Annagh Magazine is an annual publication that appears each December, containing material of local interest. It was established by Ballyhaunis Junior Chamber in 1977, and named after the local parish. The first edition was published at Christmas 1978. It includes articles about local events over the past year, as well as contributions covering Ballyhaunis history and culture.

==Education==
The town has a single primary school and secondary school; the co-educational primary school was formed by the merging of the town's original two primary schools, St Mary's Boys' National School and St Joseph's Girls' National School, to form Scoil Iosa National School. Ballyhaunis Community School, as was the case with a lot of community schools, was based on the merging of three schools that previously existed independently, St. Joseph's Convent Secondary School, Ballyhaunis Vocational School, and St. Patrick's College; the school first opened in September 1977.

==Transport==
===Bus===
The town is connected by Expressway bus route 64 which serves Galway and Derry via Sligo.

===Rail===
The area is served by Ballyhaunis railway station, a station on the Dublin–Westport rail service. The station opened on 1 October 1861, and its 150th anniversary was celebrated by a Ballyhaunis Railway Station-themed edition of the local Annagh Magazine in 2011.

==Sports==
Ballyhaunis GAA is the main sporting team in the town, fielding teams in both Gaelic football and hurling. Other sports played in Ballyhaunis include rugby, boxing, cricket, and soccer, and the town has three GAA pitches, two football pitches, two rugby pitches, a football astro pitch, a football and basketball court and a cricket training pitch.

==Twin towns==
Ballyhaunis is twinned with:

- Guilers, France (1984)

== Notable people ==
- Jack Coyne – Gaelic footballer on the Mayo county football team
- Charles Dillon – buried in the Friary with many of his ancestors.
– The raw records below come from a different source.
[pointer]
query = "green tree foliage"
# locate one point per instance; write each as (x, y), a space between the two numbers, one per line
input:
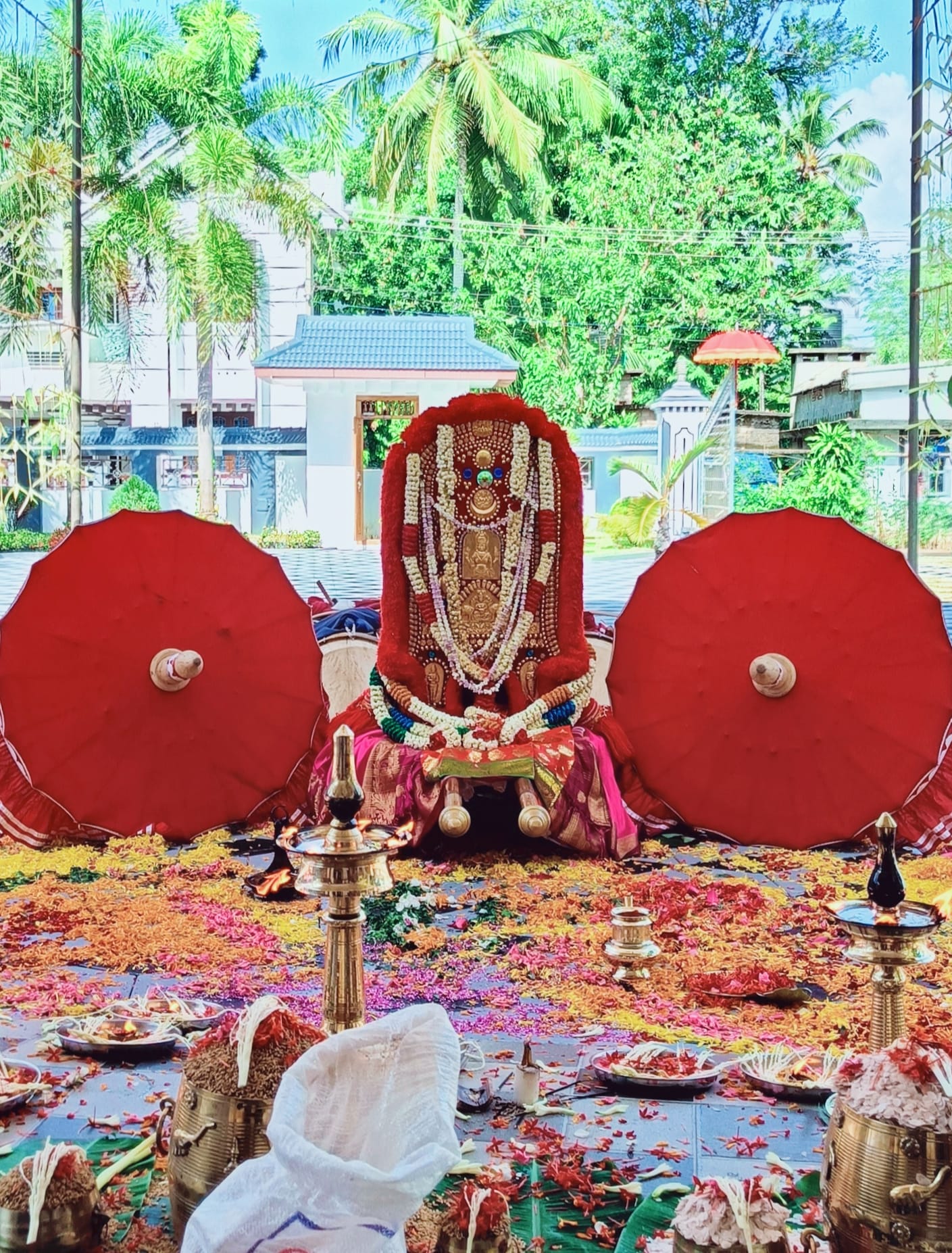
(658, 237)
(136, 494)
(832, 479)
(634, 520)
(888, 310)
(824, 152)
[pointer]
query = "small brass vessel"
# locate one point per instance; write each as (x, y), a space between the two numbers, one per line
(343, 862)
(684, 1246)
(70, 1228)
(887, 940)
(211, 1135)
(630, 950)
(886, 1187)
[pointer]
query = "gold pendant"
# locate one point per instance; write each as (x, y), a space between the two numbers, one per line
(526, 678)
(479, 610)
(481, 558)
(435, 683)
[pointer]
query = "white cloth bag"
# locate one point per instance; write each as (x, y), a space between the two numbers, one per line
(362, 1131)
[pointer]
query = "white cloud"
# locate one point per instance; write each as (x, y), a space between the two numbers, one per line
(886, 207)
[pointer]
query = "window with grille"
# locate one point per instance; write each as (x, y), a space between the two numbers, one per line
(231, 472)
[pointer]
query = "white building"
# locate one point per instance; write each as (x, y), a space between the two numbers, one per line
(356, 371)
(843, 385)
(138, 383)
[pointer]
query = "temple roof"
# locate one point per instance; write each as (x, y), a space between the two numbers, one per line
(403, 343)
(127, 439)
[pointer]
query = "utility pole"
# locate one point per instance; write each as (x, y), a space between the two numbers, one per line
(74, 359)
(913, 439)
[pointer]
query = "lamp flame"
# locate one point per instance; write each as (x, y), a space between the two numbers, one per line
(943, 904)
(272, 883)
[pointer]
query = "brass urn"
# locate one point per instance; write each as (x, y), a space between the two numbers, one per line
(69, 1228)
(886, 1187)
(211, 1135)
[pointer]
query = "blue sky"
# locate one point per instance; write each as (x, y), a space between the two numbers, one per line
(291, 29)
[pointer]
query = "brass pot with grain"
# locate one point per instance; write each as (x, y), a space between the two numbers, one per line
(886, 1187)
(211, 1135)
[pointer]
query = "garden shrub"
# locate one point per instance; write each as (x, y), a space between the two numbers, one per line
(272, 538)
(24, 541)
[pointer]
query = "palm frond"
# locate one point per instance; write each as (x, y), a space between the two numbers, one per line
(639, 468)
(855, 172)
(513, 134)
(641, 514)
(871, 128)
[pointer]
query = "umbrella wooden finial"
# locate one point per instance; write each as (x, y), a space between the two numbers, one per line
(173, 668)
(773, 674)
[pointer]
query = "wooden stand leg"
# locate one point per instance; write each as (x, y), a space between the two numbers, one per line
(534, 818)
(454, 818)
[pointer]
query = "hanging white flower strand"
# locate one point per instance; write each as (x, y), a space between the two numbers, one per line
(245, 1029)
(44, 1168)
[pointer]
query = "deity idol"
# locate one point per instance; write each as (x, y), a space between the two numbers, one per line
(484, 673)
The Dillon family were Normans who developed the town from the 1200s.
- Seán Flanagan – Gaelic footballer, politician and government Minister.
- Jim Higgins – Senator, TD and Member of the European Parliament.
- Keith Higgins – full back on the senior Mayo county football team
- Anthony Jordan – author and biographer.
- Bill Naughton – playwright; wrote Alfie (1963), the basis of two film adaptations.
- Pamela Uba – Miss Ireland contest winner in 2021.